[Thomas DiLorenzo discusses his upcoming online Mises Academy class Competition, Monopoly, and Antitrust: The Austrian Perspective, a five-week course starting March 15.]
For all his other problems, Alan Greenspan was certainly right about antitrust regulation:
The world of antitrust is reminiscent of Alice’s Wonder-land: everything seemingly is, yet apparently isn’t, simultaneously. It is a world in which competition is lauded as the basic axiom and guiding principle, yet “too much” competition is condemned as “cutthroat.” It is a world in which actions designed to limit competition are branded as criminal when taken by businessmen, yet praised as “enlightened” when initiated by the government. It is a world in which the law is so vague that businessmen have no way of knowing whether specific actions will be declared illegal until they hear the judge’s verdict — after the fact. (Alan Greenspan, “Antitrust,” in Ayn Rand, ed., Capitalism: The Unknown Ideal, 1962)

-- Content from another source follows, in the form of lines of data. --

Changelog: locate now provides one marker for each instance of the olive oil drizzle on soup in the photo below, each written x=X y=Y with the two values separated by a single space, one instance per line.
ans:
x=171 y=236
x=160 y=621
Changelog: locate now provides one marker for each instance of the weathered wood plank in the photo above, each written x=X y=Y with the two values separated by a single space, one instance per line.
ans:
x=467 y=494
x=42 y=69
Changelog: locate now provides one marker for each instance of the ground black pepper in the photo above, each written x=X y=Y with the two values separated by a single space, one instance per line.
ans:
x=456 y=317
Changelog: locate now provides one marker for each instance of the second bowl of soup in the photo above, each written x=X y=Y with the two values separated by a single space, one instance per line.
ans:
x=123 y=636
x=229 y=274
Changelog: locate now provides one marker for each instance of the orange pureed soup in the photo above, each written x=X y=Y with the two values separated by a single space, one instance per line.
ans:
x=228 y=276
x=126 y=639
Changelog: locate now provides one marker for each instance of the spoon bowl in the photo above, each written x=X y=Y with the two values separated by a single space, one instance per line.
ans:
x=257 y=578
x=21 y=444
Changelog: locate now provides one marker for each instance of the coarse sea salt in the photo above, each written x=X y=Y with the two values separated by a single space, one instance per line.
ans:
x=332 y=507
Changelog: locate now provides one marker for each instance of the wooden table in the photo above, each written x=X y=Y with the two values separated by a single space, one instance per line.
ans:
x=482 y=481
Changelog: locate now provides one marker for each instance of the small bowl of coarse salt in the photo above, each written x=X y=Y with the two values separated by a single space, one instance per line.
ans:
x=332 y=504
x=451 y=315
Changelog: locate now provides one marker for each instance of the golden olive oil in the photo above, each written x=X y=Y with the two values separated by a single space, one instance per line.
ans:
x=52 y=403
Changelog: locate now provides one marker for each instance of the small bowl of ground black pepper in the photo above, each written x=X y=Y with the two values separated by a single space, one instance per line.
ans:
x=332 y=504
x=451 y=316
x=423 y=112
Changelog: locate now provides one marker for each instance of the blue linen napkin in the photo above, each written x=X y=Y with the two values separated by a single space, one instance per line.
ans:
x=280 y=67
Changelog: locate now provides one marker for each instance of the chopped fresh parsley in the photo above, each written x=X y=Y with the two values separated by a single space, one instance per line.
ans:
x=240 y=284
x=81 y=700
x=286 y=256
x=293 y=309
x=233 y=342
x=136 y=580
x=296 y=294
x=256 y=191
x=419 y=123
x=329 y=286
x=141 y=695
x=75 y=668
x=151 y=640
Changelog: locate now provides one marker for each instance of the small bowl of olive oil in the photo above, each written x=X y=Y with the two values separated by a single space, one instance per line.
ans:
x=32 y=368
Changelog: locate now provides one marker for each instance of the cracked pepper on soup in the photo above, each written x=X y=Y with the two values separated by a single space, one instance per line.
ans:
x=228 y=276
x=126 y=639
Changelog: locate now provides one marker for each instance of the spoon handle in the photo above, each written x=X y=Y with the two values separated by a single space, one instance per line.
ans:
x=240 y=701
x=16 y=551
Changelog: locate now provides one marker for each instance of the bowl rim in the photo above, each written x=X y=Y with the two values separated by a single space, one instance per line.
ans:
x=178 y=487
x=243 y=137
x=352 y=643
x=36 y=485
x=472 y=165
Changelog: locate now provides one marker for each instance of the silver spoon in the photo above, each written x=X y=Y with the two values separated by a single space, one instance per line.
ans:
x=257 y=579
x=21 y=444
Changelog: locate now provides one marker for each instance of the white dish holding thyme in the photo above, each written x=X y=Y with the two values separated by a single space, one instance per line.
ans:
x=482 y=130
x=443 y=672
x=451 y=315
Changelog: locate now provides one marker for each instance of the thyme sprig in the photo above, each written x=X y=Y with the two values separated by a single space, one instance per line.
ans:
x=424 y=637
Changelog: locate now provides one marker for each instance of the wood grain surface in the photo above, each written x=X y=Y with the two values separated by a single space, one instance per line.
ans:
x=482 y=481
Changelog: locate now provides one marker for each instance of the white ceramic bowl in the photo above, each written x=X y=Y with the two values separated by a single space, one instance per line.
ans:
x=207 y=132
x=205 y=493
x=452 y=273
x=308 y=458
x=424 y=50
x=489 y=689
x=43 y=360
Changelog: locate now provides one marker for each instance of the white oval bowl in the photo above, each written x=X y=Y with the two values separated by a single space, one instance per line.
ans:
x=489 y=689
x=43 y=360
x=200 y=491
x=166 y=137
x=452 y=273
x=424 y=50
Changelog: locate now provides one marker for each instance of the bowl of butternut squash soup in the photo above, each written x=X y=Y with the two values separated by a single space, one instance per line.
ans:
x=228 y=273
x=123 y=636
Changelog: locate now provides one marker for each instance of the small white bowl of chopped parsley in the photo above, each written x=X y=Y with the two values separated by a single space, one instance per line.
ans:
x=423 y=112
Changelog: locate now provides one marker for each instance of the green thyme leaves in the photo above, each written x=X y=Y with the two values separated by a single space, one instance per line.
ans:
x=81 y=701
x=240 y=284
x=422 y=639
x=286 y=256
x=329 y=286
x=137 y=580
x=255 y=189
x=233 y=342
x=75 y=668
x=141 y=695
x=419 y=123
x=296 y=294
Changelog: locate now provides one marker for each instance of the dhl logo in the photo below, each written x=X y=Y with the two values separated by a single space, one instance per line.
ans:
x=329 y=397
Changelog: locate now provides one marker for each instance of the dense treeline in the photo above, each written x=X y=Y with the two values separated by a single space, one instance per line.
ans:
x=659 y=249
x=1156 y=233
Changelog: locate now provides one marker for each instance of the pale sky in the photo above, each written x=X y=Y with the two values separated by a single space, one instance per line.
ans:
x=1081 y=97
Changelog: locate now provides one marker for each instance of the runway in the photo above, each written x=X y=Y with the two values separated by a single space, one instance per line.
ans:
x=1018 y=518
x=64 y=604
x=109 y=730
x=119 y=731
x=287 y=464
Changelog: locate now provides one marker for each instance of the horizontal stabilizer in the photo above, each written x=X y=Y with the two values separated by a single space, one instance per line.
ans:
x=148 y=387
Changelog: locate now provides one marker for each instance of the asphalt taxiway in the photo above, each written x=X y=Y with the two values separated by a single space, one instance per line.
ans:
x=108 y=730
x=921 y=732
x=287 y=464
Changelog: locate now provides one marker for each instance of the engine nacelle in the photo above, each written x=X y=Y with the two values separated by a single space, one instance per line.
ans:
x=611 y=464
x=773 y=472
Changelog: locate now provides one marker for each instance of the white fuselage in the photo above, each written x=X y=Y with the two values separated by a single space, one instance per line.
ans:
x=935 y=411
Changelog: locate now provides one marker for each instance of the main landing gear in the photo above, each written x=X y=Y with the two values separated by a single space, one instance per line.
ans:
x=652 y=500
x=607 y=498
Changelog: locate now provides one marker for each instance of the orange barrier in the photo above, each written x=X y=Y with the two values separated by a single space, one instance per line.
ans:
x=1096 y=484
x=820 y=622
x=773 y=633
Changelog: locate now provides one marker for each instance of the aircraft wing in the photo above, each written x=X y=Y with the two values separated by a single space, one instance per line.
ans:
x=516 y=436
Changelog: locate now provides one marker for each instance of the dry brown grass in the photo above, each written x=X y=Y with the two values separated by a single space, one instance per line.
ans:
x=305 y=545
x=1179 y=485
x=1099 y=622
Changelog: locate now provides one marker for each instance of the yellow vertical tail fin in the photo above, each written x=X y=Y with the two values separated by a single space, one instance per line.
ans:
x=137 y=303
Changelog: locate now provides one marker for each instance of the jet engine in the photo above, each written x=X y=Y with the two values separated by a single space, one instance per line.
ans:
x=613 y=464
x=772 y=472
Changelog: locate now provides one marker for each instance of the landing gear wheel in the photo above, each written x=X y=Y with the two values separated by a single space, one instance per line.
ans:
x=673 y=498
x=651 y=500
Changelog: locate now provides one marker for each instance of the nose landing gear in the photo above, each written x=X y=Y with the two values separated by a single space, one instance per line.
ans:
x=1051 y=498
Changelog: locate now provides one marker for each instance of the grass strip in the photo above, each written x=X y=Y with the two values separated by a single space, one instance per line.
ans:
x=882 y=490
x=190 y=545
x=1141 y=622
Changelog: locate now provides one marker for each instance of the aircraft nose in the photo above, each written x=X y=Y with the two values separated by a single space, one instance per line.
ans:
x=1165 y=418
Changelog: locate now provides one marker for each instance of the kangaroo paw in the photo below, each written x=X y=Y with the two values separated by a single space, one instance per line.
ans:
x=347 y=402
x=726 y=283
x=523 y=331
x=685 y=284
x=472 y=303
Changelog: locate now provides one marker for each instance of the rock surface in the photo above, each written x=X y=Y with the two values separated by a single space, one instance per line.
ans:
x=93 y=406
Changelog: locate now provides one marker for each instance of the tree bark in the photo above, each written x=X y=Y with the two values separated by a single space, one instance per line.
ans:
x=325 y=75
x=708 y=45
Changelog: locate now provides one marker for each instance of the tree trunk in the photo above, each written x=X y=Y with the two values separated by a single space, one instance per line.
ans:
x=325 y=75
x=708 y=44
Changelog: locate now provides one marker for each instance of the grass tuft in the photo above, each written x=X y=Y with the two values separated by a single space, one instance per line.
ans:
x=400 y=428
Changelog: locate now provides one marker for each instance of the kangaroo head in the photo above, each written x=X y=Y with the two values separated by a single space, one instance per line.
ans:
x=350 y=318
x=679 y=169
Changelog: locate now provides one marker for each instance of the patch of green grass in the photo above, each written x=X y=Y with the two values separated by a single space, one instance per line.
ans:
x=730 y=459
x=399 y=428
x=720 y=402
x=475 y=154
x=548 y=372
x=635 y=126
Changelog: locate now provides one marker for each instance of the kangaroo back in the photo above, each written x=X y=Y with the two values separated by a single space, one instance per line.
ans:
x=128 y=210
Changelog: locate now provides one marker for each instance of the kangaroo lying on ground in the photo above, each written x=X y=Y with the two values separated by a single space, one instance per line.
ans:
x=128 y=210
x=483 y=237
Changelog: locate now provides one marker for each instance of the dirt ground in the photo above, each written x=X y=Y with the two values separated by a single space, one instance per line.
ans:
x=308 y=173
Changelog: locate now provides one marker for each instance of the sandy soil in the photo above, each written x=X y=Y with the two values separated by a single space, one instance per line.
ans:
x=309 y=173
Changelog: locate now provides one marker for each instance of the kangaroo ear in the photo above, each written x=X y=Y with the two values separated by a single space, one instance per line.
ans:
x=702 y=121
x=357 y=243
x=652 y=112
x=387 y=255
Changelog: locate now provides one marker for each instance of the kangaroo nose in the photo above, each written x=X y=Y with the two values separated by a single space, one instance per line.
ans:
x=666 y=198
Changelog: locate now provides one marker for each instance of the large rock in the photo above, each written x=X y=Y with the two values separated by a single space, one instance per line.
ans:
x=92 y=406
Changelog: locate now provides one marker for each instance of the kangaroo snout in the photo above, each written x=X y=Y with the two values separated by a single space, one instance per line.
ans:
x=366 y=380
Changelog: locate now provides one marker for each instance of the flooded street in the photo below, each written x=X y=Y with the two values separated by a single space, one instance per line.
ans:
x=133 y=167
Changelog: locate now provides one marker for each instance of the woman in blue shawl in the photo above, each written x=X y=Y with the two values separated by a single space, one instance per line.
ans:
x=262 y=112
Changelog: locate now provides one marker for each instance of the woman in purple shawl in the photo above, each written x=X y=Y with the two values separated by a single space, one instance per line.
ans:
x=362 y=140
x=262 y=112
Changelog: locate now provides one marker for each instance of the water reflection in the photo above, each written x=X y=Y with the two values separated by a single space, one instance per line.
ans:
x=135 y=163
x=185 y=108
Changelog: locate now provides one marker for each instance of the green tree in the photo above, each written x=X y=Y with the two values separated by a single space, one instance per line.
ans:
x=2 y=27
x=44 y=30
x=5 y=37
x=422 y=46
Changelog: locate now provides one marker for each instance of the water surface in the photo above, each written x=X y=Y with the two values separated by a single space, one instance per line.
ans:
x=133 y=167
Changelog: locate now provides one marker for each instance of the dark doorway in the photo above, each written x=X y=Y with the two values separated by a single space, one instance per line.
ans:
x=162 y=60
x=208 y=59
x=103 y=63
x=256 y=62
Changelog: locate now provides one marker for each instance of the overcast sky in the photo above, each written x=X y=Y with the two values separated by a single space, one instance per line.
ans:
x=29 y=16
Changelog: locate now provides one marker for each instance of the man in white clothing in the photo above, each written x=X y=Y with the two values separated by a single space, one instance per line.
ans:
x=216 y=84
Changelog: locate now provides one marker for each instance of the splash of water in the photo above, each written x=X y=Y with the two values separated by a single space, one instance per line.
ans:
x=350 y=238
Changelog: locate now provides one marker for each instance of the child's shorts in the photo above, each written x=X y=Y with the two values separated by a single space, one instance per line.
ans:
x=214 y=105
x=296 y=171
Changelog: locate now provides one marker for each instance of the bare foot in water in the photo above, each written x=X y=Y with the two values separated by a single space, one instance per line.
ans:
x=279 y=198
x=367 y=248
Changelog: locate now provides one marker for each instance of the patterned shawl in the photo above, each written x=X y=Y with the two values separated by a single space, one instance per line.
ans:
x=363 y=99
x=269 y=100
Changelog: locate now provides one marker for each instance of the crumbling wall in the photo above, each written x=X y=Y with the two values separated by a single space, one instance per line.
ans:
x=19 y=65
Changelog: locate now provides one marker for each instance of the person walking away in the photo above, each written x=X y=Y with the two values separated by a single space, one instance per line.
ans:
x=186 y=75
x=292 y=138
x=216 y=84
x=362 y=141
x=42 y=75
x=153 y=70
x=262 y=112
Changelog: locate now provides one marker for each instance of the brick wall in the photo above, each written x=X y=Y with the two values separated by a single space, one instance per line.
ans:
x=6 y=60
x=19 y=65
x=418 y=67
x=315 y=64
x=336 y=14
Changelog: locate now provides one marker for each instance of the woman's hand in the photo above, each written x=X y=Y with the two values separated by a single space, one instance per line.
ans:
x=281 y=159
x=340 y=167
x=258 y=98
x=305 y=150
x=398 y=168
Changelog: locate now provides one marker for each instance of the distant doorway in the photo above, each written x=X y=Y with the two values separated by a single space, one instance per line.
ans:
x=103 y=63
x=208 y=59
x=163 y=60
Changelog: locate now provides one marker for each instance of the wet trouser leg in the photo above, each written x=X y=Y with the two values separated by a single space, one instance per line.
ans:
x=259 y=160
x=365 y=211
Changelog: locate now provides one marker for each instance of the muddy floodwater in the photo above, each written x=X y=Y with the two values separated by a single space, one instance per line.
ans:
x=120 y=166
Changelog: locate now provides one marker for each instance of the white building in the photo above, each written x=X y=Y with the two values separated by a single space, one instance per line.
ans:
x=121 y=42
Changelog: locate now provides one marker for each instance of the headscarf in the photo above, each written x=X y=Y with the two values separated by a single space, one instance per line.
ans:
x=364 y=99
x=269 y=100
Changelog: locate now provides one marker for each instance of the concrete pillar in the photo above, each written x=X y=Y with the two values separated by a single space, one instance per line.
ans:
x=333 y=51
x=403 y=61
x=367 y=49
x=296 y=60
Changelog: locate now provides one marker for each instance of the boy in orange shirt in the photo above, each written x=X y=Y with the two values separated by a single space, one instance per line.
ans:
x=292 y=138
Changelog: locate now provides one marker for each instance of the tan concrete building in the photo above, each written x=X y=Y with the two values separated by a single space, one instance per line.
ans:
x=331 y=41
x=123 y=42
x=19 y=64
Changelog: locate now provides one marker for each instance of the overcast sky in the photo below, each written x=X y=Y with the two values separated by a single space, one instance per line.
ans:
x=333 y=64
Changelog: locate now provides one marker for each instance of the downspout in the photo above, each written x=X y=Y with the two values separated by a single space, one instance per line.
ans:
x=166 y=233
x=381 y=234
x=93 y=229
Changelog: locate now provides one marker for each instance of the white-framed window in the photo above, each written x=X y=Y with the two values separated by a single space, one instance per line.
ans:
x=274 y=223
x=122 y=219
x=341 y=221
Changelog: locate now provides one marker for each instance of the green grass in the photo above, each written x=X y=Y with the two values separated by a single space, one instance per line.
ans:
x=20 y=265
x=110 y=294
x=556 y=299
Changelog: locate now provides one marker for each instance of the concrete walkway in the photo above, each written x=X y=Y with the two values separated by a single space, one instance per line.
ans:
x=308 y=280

Greenspan was also right when he concluded in the same essay that “the entire structure of antitrust statutes in this country is a jumble of economic irrationality and ignorance” and is the product of “a gross misrepresentation of history, and of rather naïve, and certainly unrealistic, economic theories.”
In Power and Market Murray Rothbard pointed out that almost the entire economics profession has aided and abetted this “irrationality and ignorance” by constructing a theoretical apparatus (the “perfect-competition” model and myriad theories of “imperfect” competition) that has long served as an intellectual “justification” for one of the most destructive forms of economic interventionism.
Only the Austrian School, with a much more intellectually rigorous understanding of competition and monopoly, has provided consistent opposition to the destructiveness of antitrust regulation. The Austrian economists’ theories of competition and entrepreneurship have always been at the heart of their contributions to all economic debates (not just the antitrust debate), from the famous socialist-calculation debate of the early 20th century to criticisms of central banking as just another cartel, to government regulation of industry in general, and many other issues. The Austrian theory of competition as a dynamic, rivalrous process of entrepreneurship and discovery — as opposed to a set of static mathematical equilibrium conditions (as with the “mainstream” theory) — is a cornerstone of the Austrian School of economics.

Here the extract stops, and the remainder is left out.